I do find the idea of the impact on satellites intriguing, though, and mainly because of the size of the numbers involved. There are around 5,000 satellites currently orbiting Earth, not counting the debris that has ended up in orbit, of course, over the last seventy years. Just think of all the money spent on getting those satellites up there. Not all satellites are created equal, but it would seem that the cost of building one could be around the $290 million mark (various websites disagree on the cost, and this figure appears to be somewhere in the middle).
Using this number – and using back of a fag packet maths– then we might estimate that there is $1.45 trillion whizzing around our planet in hardware. And that’s before counting the cost of getting it there in the first place – somewhere between $50-400 million per satellite, depending on the payload – as well as the cost of ongoing maintenance once it is up there.

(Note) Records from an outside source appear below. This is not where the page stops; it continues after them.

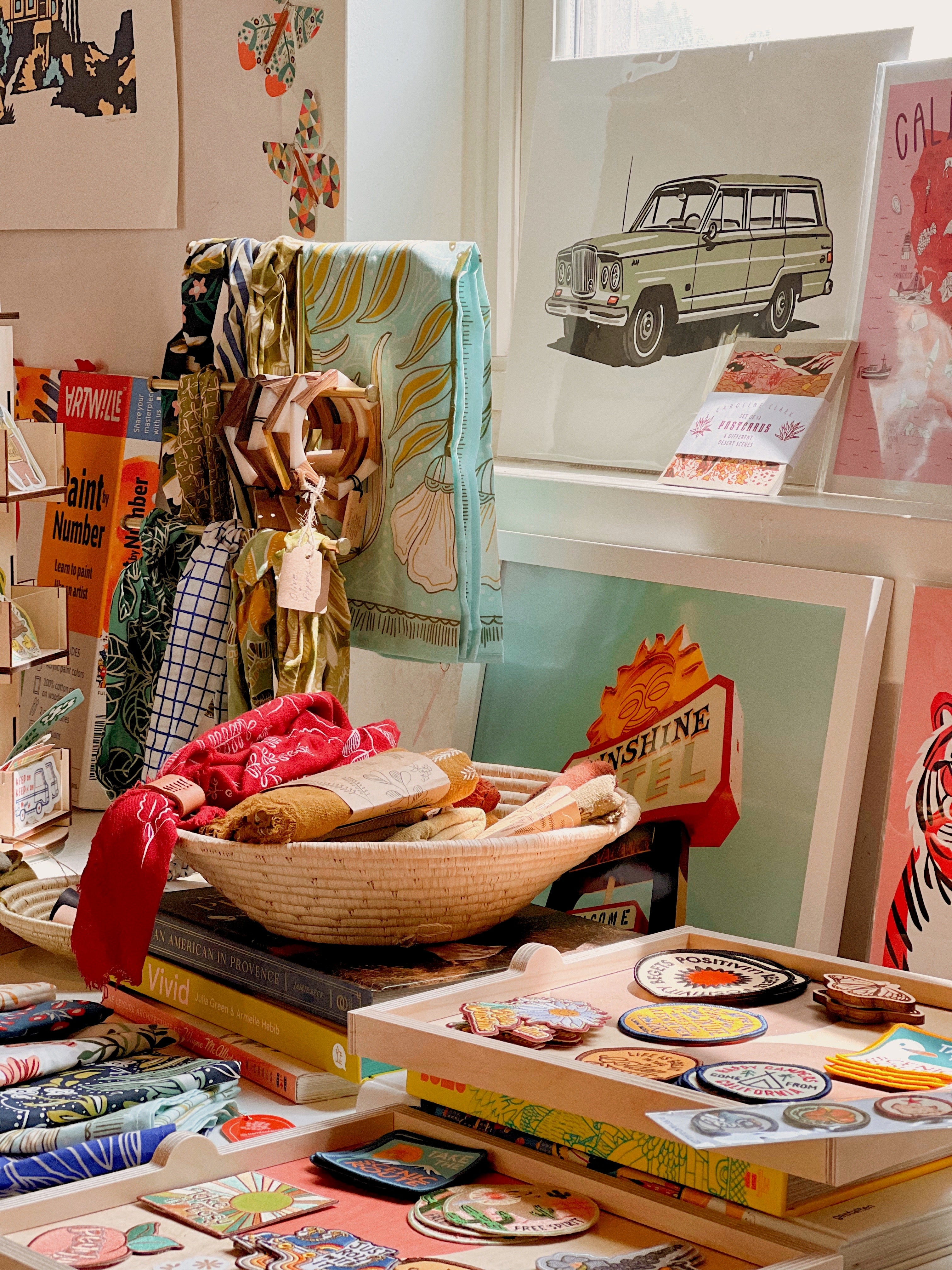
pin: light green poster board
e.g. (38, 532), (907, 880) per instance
(473, 561), (845, 944)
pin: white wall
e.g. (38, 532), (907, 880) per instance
(347, 0), (466, 241)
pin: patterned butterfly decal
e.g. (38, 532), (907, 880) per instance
(263, 88), (340, 237)
(239, 4), (324, 96)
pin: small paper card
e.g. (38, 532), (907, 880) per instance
(284, 749), (452, 824)
(665, 339), (856, 475)
(278, 539), (326, 613)
(311, 1133), (486, 1196)
(140, 1174), (336, 1239)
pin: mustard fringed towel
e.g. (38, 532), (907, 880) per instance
(206, 749), (479, 843)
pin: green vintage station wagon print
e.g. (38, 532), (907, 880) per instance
(546, 175), (833, 366)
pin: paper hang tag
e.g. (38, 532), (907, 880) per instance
(278, 539), (330, 613)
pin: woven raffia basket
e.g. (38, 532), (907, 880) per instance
(0, 874), (79, 961)
(176, 763), (637, 945)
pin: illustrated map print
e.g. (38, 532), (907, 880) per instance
(834, 80), (952, 485)
(0, 0), (136, 124)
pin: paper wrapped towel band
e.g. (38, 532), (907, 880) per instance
(146, 776), (204, 815)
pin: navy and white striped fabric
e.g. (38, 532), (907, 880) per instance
(142, 521), (247, 780)
(212, 239), (262, 384)
(0, 1124), (175, 1196)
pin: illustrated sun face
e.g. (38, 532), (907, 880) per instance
(684, 970), (740, 988)
(586, 626), (710, 748)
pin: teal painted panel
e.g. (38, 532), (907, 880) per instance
(473, 563), (845, 944)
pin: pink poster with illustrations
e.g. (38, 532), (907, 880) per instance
(834, 79), (952, 485)
(870, 587), (952, 975)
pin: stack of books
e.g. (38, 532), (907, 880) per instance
(103, 886), (632, 1102)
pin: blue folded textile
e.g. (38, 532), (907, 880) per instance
(0, 1124), (175, 1195)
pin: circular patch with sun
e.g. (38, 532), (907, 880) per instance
(635, 949), (798, 1001)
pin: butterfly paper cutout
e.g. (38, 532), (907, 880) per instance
(263, 88), (340, 237)
(239, 4), (324, 96)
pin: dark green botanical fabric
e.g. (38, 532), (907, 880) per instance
(96, 509), (199, 796)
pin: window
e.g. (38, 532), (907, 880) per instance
(750, 189), (783, 230)
(555, 0), (952, 61)
(707, 189), (745, 234)
(631, 182), (712, 230)
(787, 189), (820, 230)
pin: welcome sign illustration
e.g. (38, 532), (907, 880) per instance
(499, 31), (909, 472)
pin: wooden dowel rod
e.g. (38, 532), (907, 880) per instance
(147, 371), (380, 405)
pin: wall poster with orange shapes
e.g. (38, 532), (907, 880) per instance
(473, 533), (892, 951)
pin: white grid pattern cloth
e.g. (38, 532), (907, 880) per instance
(142, 521), (247, 780)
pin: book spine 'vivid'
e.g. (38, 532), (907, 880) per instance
(136, 955), (360, 1084)
(103, 986), (307, 1102)
(149, 912), (373, 1027)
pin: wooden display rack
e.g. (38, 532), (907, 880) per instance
(348, 926), (952, 1186)
(0, 1107), (843, 1270)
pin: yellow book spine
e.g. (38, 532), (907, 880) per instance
(406, 1072), (787, 1217)
(134, 956), (360, 1084)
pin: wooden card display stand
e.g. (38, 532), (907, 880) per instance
(0, 1106), (843, 1270)
(348, 926), (952, 1186)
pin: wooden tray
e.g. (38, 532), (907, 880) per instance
(348, 926), (952, 1186)
(0, 1107), (842, 1270)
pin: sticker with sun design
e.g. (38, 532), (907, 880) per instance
(635, 949), (807, 1002)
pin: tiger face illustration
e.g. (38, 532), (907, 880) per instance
(882, 692), (952, 974)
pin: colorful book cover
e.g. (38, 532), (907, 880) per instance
(20, 371), (161, 809)
(150, 886), (642, 1026)
(406, 1072), (787, 1217)
(136, 956), (396, 1084)
(870, 587), (952, 974)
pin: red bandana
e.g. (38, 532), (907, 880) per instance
(72, 692), (400, 988)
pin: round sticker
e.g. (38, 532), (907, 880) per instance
(618, 1004), (767, 1045)
(873, 1094), (952, 1120)
(221, 1115), (294, 1142)
(690, 1110), (777, 1138)
(697, 1059), (833, 1102)
(27, 1226), (129, 1270)
(443, 1185), (599, 1238)
(783, 1102), (870, 1133)
(635, 949), (793, 1001)
(576, 1049), (701, 1081)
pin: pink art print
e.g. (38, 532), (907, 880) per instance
(834, 80), (952, 485)
(870, 587), (952, 974)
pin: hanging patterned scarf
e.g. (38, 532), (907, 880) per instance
(72, 692), (400, 988)
(302, 243), (503, 662)
(175, 369), (231, 524)
(96, 509), (198, 795)
(142, 521), (247, 780)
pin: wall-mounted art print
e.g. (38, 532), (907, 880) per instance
(499, 31), (910, 472)
(870, 587), (952, 974)
(263, 88), (340, 239)
(239, 4), (324, 96)
(0, 0), (179, 230)
(826, 60), (952, 502)
(473, 531), (892, 951)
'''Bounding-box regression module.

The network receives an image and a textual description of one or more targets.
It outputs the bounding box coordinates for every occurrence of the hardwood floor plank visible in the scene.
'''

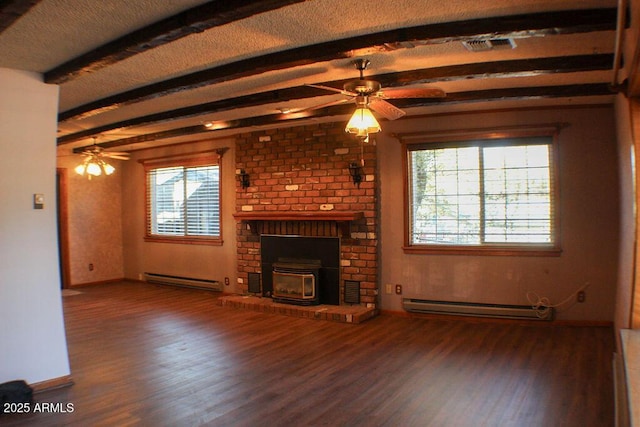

These are mind-boggling sums, of course, and it seems inconceivable that so much money would be spent on thousands of machines that are capable of breaking down because of things occurring thousands of miles deep within the Earth.
The fact that this is true, and is actually happening… Well, the mysteries of space and our planet will never cease to be a cause of fascination to me. Nor will our collective ability to spend lots of money on things that don’t work properly. Most importantly, for now, I’m glad we’re not in disaster movie territory just yet. Phew.